We ate this first in April 2013, when we hosted the fabulous Muijser family over Easter at Garde. (The recipe, by master patissier Eric Lanlard, had been published in the Times the previous month.) Fast forward seven years to Lockdown 1 and Louis’ self-improvement regime: alongside learning the guitar and French, he mastered a range of culinary skills, treating us to this terrific pudding on Easter Sunday. Meanwhile, the middle-aged parents were recovering from Covid and the girls were pre-occupied by online shopping, Geoguesser and hair dye.
50g caster sugar
25ml crème de framboise
300ml double cream
50g icing sugar
500g fresh raspberries, plus extra to decorate
For the sponge
Butter, for greasing
175g dark chocolate, roughly chopped
175g caster sugar
6 eggs, separated
1 tsp vanilla paste
2 tbsp cocoa powder, sifted
1 Preheat the oven to 180C/Gas 4. Lightly grease a 38x28cm baking tray and line with baking paper. To make the sponge, melt the chocolate in a heatproof bowl set over a saucepan of barely simmering water, making sure the surface of the water does not touch the bowl. Leave to cool for a few minutes.
2 In a large bowl, whisk together the sugar and egg yolks using an electric hand whisk until pale and creamy. Add the vanilla paste and cooled chocolate and stir until smooth. In a large, clean, dry bowl, whisk the egg whites to stiff peaks. Stir a large spoonful into the chocolate mixture, mixing gently, then fold in the remaining whites. Fold in the cocoa powder.
3 Spoon the mixture into the prepared tray and gently level the top using a palette knife. Bake in the oven for 18-20 minutes, or until firm to the touch. Place a sheet of non-stick baking paper on top of the sponge, then put a clean, damp tea towel on top of the paper. Leave to cool completely.

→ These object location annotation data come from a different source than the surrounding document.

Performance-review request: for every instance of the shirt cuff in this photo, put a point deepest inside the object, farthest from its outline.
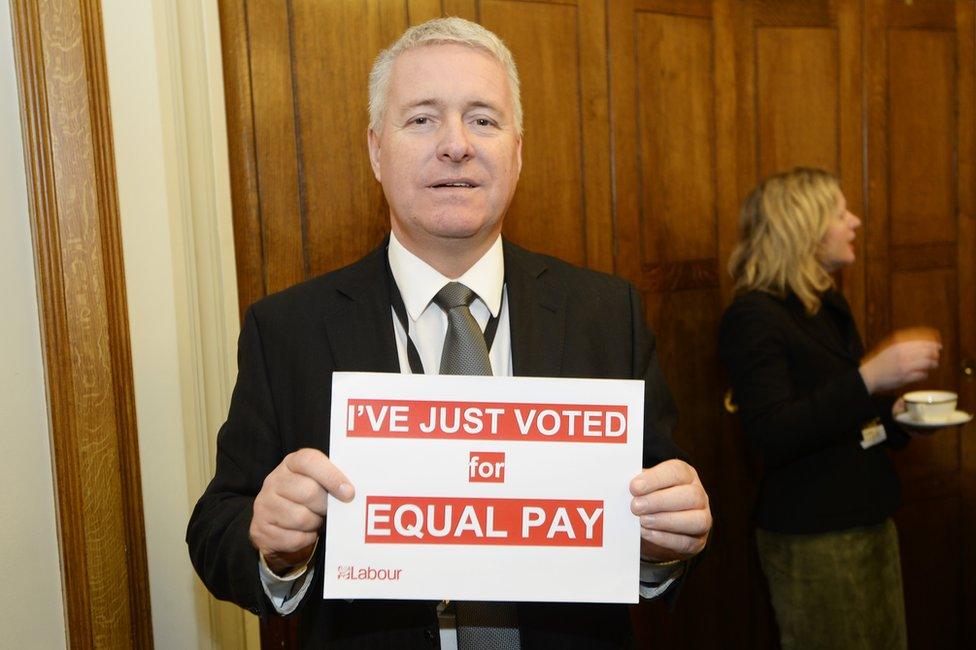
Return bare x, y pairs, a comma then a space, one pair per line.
657, 577
285, 592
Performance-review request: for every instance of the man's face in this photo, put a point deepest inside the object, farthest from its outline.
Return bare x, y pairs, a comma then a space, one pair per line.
448, 153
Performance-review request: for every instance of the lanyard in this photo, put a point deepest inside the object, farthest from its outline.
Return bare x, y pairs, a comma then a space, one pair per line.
416, 365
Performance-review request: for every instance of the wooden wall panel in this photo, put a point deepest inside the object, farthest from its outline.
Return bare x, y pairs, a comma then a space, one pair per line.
279, 191
920, 157
921, 131
543, 37
931, 529
676, 134
344, 214
797, 94
65, 111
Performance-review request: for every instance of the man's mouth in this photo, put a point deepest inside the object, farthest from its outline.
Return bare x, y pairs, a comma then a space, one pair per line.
461, 183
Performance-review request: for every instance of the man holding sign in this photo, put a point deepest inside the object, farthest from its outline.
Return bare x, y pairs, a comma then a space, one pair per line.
444, 295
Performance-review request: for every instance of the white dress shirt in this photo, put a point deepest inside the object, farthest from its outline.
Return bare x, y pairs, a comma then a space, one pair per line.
418, 282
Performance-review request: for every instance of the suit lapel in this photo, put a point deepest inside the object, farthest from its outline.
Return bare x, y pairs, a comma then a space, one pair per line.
360, 326
536, 313
816, 328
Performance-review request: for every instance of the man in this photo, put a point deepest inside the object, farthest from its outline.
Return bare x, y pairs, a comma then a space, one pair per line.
445, 143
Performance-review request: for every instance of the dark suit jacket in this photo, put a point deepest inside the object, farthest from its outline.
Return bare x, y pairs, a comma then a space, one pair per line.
565, 322
802, 404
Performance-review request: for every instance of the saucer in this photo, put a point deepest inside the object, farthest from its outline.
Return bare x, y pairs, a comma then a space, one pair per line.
955, 418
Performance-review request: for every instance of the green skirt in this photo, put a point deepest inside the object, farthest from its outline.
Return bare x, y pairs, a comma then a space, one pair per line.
836, 590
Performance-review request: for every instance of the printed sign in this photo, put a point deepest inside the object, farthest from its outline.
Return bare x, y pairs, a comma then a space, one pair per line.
484, 488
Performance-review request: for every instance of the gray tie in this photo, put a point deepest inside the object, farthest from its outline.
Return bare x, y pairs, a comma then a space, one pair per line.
480, 626
465, 352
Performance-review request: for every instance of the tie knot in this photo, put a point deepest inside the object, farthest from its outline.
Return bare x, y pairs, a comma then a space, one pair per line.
454, 294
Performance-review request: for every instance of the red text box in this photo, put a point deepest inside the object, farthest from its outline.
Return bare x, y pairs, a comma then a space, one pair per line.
476, 521
375, 418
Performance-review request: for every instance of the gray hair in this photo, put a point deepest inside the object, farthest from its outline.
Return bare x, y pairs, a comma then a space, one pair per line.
439, 31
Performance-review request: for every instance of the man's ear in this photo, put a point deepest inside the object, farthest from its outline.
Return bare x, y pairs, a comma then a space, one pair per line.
373, 144
518, 157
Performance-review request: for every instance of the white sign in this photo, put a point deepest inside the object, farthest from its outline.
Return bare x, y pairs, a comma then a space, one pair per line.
485, 488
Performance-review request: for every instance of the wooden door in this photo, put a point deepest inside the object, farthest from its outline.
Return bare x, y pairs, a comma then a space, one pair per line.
674, 144
646, 122
921, 179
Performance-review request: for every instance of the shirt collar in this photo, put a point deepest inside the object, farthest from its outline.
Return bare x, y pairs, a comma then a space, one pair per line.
419, 282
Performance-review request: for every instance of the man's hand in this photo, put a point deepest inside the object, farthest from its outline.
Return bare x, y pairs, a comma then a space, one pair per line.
290, 508
673, 510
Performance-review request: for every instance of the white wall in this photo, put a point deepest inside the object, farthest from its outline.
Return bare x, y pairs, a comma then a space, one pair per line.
31, 607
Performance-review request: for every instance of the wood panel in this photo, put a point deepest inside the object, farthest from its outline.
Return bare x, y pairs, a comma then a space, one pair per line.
797, 93
676, 135
921, 131
84, 324
965, 26
344, 213
920, 158
543, 38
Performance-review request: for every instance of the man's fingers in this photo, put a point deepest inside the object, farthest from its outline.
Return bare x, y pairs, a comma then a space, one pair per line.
663, 475
687, 522
287, 540
289, 515
307, 492
671, 545
672, 499
317, 466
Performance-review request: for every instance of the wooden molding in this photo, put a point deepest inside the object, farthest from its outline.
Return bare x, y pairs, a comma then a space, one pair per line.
85, 333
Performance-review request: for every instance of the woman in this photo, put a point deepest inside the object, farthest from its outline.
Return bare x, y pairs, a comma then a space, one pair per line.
810, 401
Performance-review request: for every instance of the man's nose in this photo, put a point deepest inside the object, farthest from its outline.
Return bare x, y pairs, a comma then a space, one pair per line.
454, 144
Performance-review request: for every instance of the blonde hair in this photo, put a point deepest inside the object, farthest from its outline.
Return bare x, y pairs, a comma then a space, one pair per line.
781, 225
439, 31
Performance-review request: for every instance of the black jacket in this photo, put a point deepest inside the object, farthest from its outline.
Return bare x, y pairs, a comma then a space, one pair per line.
802, 404
565, 322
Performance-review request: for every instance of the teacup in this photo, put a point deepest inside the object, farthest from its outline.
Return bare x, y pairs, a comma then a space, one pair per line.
930, 405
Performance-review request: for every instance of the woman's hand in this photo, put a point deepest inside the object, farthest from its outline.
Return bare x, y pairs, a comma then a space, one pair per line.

4 Meanwhile, make a syrup. Put the caster sugar and water into a small saucepan and heat gently until the sugar has dissolved. Boil for 2 minutes, then turn off the heat and leave to cool completely before stirring in the framboise.
5 To assemble the roulade, whip the cream until it just holds its shape. Dust a large piece of nonstick baking paper with some of the icing sugar, then turn out the roulade onto it and peel off the lining paper. Brush the framboise syrup over the cooled sponge, then spread over the whipped cream and cover with the raspberries, pushing them into the cream slightly. Starting from a long edge, roll up the sponge like a Swiss roll. Roll tightly to start with and use the paper to help you roll it up. The roulade may crack when you do this, but that’s part of its charm. Chill in the refrigerator for at least 4 hours.
6 To serve, trim the ends of the roulade and place on a serving plate. Dust generously with the remaining icing sugar and serve with extra raspberries. Serve with a raspberry coulis: whizz up 150g raspberries with a tablespoon of icing sugar, then sieve to remove the pips, or follow the slightly more detailed recipe here.